From: J G Miller on
On Monday, July 12th, 2010, at 15:13:55 -0500, Ignoramus20495 wrote:
>
> They have the same time.
>
> ssh -l root server-a-1 date; ssh -l root server-a-2 date Mon Jul 12
> 15:07:05 CDT 2010
> Mon Jul 12 15:07:05 CDT 2010

That is not the same as using ntpq to check for synchronization
with the time server which both though. ;)

What you should be checking is

ssh -l root server-a-1 ntpq -c peers
ssh -l root server-a-2 ntpq -c peers

> It kind of confirms my suspicions about drbd as the filesystem provider.

You need to consult a drbd expert then, or restart the drbd processes? ;)
From: Ignoramus23418 on
An update:

Restart of the NFS daemon did not help.

I restarted the secondary cluster server, then the primary (the
secondary took over). Now everything is running great. I guess 485
days is a bit too much for those servers to go at any one time.

i
From: Chris Ahlstrom on
Ignoramus23418 stopped playing his vuvuzela long enough to say:

> An update:
>
> Restart of the NFS daemon did not help.
>
> I restarted the secondary cluster server, then the primary (the
> secondary took over). Now everything is running great. I guess 485
> days is a bit too much for those servers to go at any one time.

Would have been nice to figure out what part was causing the issue,
though. But the bottom line is you're good to go for another 485 days.

--
When Dexter's on the Internet, can Hell be far behind?"
From: Stan Bischof on
In comp.os.linux.misc Chris Ahlstrom <ahlstromc(a)launchmodem.com> wrote:
> Ignoramus23418 stopped playing his vuvuzela long enough to say:
>
>> secondary took over). Now everything is running great. I guess 485
>> days is a bit too much for those servers to go at any one time.
>
> Would have been nice to figure out what part was causing the issue,
> though. But the bottom line is you're good to go for another 485 days.

or 485 hours, or 485 minutes, since the root cause isn't known.

At least it is very easy to fix- just restart.

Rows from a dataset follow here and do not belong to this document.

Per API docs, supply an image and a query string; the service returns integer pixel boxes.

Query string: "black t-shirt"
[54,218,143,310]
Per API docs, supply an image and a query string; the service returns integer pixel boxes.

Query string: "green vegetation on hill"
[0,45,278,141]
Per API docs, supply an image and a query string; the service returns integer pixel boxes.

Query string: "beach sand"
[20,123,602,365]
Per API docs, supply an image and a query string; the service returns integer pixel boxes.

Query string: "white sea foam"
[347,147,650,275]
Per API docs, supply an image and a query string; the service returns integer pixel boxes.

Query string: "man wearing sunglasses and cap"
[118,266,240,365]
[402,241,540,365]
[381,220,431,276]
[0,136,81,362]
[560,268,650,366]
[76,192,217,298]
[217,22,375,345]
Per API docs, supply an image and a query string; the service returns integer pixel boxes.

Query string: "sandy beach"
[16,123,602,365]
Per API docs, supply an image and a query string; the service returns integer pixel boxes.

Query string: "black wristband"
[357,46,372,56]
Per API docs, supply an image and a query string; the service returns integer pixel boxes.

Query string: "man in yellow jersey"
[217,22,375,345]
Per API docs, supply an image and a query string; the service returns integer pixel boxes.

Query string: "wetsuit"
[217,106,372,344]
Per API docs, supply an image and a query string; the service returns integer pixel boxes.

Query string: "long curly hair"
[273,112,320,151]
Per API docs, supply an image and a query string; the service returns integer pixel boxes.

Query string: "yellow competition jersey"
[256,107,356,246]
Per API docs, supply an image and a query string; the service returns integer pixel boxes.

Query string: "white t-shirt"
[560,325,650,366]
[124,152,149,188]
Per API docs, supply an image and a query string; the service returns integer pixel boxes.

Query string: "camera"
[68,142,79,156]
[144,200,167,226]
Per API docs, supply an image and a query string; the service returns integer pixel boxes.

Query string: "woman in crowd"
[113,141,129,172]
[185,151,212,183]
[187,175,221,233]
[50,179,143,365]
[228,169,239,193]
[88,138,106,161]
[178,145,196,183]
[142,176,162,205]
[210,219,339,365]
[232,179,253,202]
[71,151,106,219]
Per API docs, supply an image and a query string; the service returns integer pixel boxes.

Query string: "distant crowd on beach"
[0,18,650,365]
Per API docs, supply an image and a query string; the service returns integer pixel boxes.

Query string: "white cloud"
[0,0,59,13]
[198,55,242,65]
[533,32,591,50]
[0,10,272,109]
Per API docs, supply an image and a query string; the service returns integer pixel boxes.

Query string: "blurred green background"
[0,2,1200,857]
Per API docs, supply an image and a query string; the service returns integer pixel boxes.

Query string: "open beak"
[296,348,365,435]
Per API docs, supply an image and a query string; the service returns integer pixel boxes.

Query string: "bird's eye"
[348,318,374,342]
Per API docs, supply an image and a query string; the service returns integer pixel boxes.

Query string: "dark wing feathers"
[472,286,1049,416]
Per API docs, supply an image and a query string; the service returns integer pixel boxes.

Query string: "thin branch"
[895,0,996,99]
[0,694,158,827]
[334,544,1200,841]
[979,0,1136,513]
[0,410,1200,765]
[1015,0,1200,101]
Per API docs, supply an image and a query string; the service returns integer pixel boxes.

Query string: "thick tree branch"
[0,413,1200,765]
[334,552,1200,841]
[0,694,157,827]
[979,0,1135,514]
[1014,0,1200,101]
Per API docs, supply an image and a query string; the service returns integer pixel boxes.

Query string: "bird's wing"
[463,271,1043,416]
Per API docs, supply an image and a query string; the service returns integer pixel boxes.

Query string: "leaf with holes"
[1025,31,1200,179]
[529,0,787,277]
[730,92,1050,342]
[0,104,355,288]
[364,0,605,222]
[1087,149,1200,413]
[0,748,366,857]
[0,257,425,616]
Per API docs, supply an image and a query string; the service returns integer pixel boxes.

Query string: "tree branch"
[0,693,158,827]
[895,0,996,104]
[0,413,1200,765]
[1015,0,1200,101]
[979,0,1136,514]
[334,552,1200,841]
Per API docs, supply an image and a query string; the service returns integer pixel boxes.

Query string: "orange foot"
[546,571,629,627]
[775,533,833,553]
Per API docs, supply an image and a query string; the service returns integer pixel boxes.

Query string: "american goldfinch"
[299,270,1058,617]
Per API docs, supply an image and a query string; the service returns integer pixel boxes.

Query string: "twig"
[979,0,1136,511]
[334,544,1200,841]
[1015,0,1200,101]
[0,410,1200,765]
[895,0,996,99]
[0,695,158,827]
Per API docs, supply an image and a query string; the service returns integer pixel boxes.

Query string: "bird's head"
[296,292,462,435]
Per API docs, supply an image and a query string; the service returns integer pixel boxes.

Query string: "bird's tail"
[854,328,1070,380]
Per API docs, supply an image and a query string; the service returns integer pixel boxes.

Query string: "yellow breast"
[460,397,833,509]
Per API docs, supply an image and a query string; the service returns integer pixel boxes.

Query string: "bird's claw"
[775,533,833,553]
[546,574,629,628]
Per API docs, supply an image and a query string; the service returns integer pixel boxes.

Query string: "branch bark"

If it happens again on your watch would suggest more
investigation.

Stan
From: Ignoramus15939 on
On 2010-07-13, Chris Ahlstrom <ahlstromc(a)launchmodem.com> wrote:
> Ignoramus23418 stopped playing his vuvuzela long enough to say:
>
>> An update:
>>
>> Restart of the NFS daemon did not help.
>>
>> I restarted the secondary cluster server, then the primary (the
>> secondary took over). Now everything is running great. I guess 485
>> days is a bit too much for those servers to go at any one time.
>
> Would have been nice to figure out what part was causing the issue,
> though. But the bottom line is you're good to go for another 485 days.
>

I blame DRBD myself. After 485 more days, these servers need to be retired.

i